A Mother Goose and a "Snoopy Says" See 'N Say were unveiled in 1969. One recited nursery rhymes the other featured Peanuts comic strip characters. Also that year, Mattel introduced Mister Circus Says and Sing-A-Song, both part of its Super See 'N Say line. These two, which were battery-operated, worked slightly differently from earlier See 'N Says. Instead of pulling a string, the pointer was pushed and released to make the toy talk. The battery-operated toys were able to recite longer phrases than earlier pull-string versions. The remaining titles for the Super See 'N Say line were, "I Wish I Were" and the "Dr. Seuss Zoo", both released in 1970.

In the 1970s, See 'N Say pointers were streamlined into a uniform design, a large arrow with a sticker affixed to it depicting a bee, farmer, and so forth. In the early 1980s The Zoo Keeper Says was added to the rapidly expanding See 'N Say line. By 1989, the chatty ring was replaced by a lever that could be pulled to make the toy talk, after a Rhode Island girl was blinded by a snapped string.

Playskool, a division of Hasbro manufactured the "Sounds Around" rival toy.

Chatty records were replaced with computer chips in 1989. The owl shaped See 'N Say, the "Whooo Says" used a push button to activate it, and was the first model to use a flip-page format as well as computer chips. The new version of the Farmer Says toy still emits the same farm animal sounds that were used in the original 1965 See 'N Say. In 2001, the "Kids Around the World" See 'N Say was introduced that developed a different format: identifying placements on the map, had a pointer that tells which game to play, touch button countries and continents, and gameplay.

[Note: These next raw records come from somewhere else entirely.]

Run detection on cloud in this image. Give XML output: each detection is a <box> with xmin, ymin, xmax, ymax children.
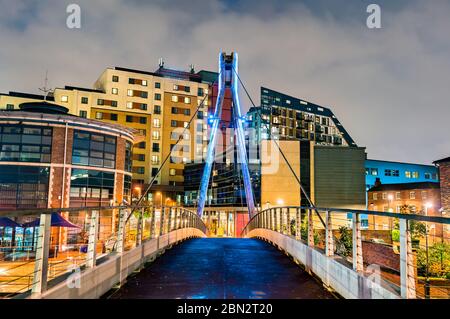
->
<box><xmin>0</xmin><ymin>0</ymin><xmax>450</xmax><ymax>164</ymax></box>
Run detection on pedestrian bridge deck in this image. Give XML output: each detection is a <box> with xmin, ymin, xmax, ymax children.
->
<box><xmin>107</xmin><ymin>238</ymin><xmax>334</xmax><ymax>299</ymax></box>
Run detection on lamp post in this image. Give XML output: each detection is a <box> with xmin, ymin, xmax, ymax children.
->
<box><xmin>425</xmin><ymin>202</ymin><xmax>433</xmax><ymax>299</ymax></box>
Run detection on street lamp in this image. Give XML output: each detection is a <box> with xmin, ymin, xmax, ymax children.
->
<box><xmin>425</xmin><ymin>202</ymin><xmax>433</xmax><ymax>299</ymax></box>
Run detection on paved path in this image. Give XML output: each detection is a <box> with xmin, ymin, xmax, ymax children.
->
<box><xmin>109</xmin><ymin>238</ymin><xmax>333</xmax><ymax>299</ymax></box>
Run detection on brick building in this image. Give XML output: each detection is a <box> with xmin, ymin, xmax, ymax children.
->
<box><xmin>433</xmin><ymin>157</ymin><xmax>450</xmax><ymax>215</ymax></box>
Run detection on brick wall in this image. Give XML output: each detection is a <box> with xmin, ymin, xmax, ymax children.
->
<box><xmin>439</xmin><ymin>162</ymin><xmax>450</xmax><ymax>213</ymax></box>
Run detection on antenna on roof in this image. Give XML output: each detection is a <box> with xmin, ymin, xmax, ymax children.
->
<box><xmin>158</xmin><ymin>58</ymin><xmax>164</xmax><ymax>68</ymax></box>
<box><xmin>38</xmin><ymin>70</ymin><xmax>53</xmax><ymax>101</ymax></box>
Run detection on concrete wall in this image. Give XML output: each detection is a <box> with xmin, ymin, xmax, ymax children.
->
<box><xmin>30</xmin><ymin>228</ymin><xmax>205</xmax><ymax>299</ymax></box>
<box><xmin>247</xmin><ymin>229</ymin><xmax>400</xmax><ymax>299</ymax></box>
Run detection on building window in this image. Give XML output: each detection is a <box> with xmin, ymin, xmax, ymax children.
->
<box><xmin>0</xmin><ymin>125</ymin><xmax>52</xmax><ymax>163</ymax></box>
<box><xmin>70</xmin><ymin>168</ymin><xmax>114</xmax><ymax>207</ymax></box>
<box><xmin>0</xmin><ymin>166</ymin><xmax>50</xmax><ymax>209</ymax></box>
<box><xmin>72</xmin><ymin>131</ymin><xmax>116</xmax><ymax>168</ymax></box>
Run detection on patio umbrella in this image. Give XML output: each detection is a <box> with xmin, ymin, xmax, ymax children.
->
<box><xmin>0</xmin><ymin>217</ymin><xmax>22</xmax><ymax>228</ymax></box>
<box><xmin>22</xmin><ymin>213</ymin><xmax>81</xmax><ymax>228</ymax></box>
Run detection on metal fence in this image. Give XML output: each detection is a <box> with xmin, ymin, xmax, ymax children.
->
<box><xmin>243</xmin><ymin>206</ymin><xmax>450</xmax><ymax>299</ymax></box>
<box><xmin>0</xmin><ymin>206</ymin><xmax>206</xmax><ymax>298</ymax></box>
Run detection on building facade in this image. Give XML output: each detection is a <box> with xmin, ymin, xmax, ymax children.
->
<box><xmin>434</xmin><ymin>157</ymin><xmax>450</xmax><ymax>215</ymax></box>
<box><xmin>0</xmin><ymin>102</ymin><xmax>138</xmax><ymax>210</ymax></box>
<box><xmin>0</xmin><ymin>65</ymin><xmax>209</xmax><ymax>204</ymax></box>
<box><xmin>366</xmin><ymin>159</ymin><xmax>438</xmax><ymax>189</ymax></box>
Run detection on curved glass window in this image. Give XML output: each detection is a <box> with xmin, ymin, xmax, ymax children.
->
<box><xmin>72</xmin><ymin>131</ymin><xmax>116</xmax><ymax>168</ymax></box>
<box><xmin>0</xmin><ymin>125</ymin><xmax>52</xmax><ymax>163</ymax></box>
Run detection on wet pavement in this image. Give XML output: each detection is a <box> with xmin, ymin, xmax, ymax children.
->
<box><xmin>108</xmin><ymin>238</ymin><xmax>334</xmax><ymax>299</ymax></box>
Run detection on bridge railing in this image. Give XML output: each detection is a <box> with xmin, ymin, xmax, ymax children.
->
<box><xmin>242</xmin><ymin>206</ymin><xmax>450</xmax><ymax>298</ymax></box>
<box><xmin>0</xmin><ymin>206</ymin><xmax>206</xmax><ymax>298</ymax></box>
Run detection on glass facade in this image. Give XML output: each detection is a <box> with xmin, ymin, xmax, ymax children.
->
<box><xmin>70</xmin><ymin>168</ymin><xmax>114</xmax><ymax>207</ymax></box>
<box><xmin>72</xmin><ymin>131</ymin><xmax>116</xmax><ymax>168</ymax></box>
<box><xmin>0</xmin><ymin>125</ymin><xmax>52</xmax><ymax>163</ymax></box>
<box><xmin>0</xmin><ymin>165</ymin><xmax>50</xmax><ymax>209</ymax></box>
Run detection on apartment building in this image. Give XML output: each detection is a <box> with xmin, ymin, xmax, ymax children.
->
<box><xmin>0</xmin><ymin>64</ymin><xmax>209</xmax><ymax>204</ymax></box>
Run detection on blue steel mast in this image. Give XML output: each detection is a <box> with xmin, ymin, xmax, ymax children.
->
<box><xmin>197</xmin><ymin>52</ymin><xmax>255</xmax><ymax>218</ymax></box>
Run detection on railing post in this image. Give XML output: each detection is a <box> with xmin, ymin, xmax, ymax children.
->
<box><xmin>150</xmin><ymin>206</ymin><xmax>156</xmax><ymax>238</ymax></box>
<box><xmin>295</xmin><ymin>208</ymin><xmax>302</xmax><ymax>240</ymax></box>
<box><xmin>136</xmin><ymin>208</ymin><xmax>144</xmax><ymax>247</ymax></box>
<box><xmin>86</xmin><ymin>210</ymin><xmax>99</xmax><ymax>268</ymax></box>
<box><xmin>325</xmin><ymin>210</ymin><xmax>334</xmax><ymax>256</ymax></box>
<box><xmin>31</xmin><ymin>214</ymin><xmax>52</xmax><ymax>293</ymax></box>
<box><xmin>352</xmin><ymin>213</ymin><xmax>364</xmax><ymax>272</ymax></box>
<box><xmin>307</xmin><ymin>209</ymin><xmax>314</xmax><ymax>247</ymax></box>
<box><xmin>399</xmin><ymin>218</ymin><xmax>416</xmax><ymax>299</ymax></box>
<box><xmin>116</xmin><ymin>209</ymin><xmax>127</xmax><ymax>254</ymax></box>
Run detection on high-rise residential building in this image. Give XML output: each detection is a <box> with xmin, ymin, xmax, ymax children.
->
<box><xmin>247</xmin><ymin>87</ymin><xmax>357</xmax><ymax>147</ymax></box>
<box><xmin>0</xmin><ymin>65</ymin><xmax>209</xmax><ymax>204</ymax></box>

In 2015, Little People released a new version of the 2003 "Farmer Says" version called "Farmer Eddie Says" and has a new voice given to the toy itself and has a different twist to two classic nursery rhymes such as "The Farmer in the Dell" and "Old MacDonald Had a Farm".
==Pop Culture==

A replica of the 1989 model of The Farmer Says was featured in the 1995 Disney Pixar movie Toy Story, as a resident toy living in Andy’s Room, the 1970 pull string model of The Farmer Says appeared in Toy Story 3 (2010), being used as a roulette machine by Lotso’s henchmen. In the King Of Queens season 3 episode 7 “Strike Out”, Doug Heffernan (Kevin James), Arthur Spooner (Jerry Stiller), and Deacon Palmer (Victor Williams) play with the toy, which belongs to Deacon’s son Major, to use as a gambling machine. In Mister Rogers' Neighborhood season 21 episode 1627, “Mouths and Feelings: Listening to Laughing Sound Effects”, a similar toy appears in Rogers’ closet called a Speak N Spell.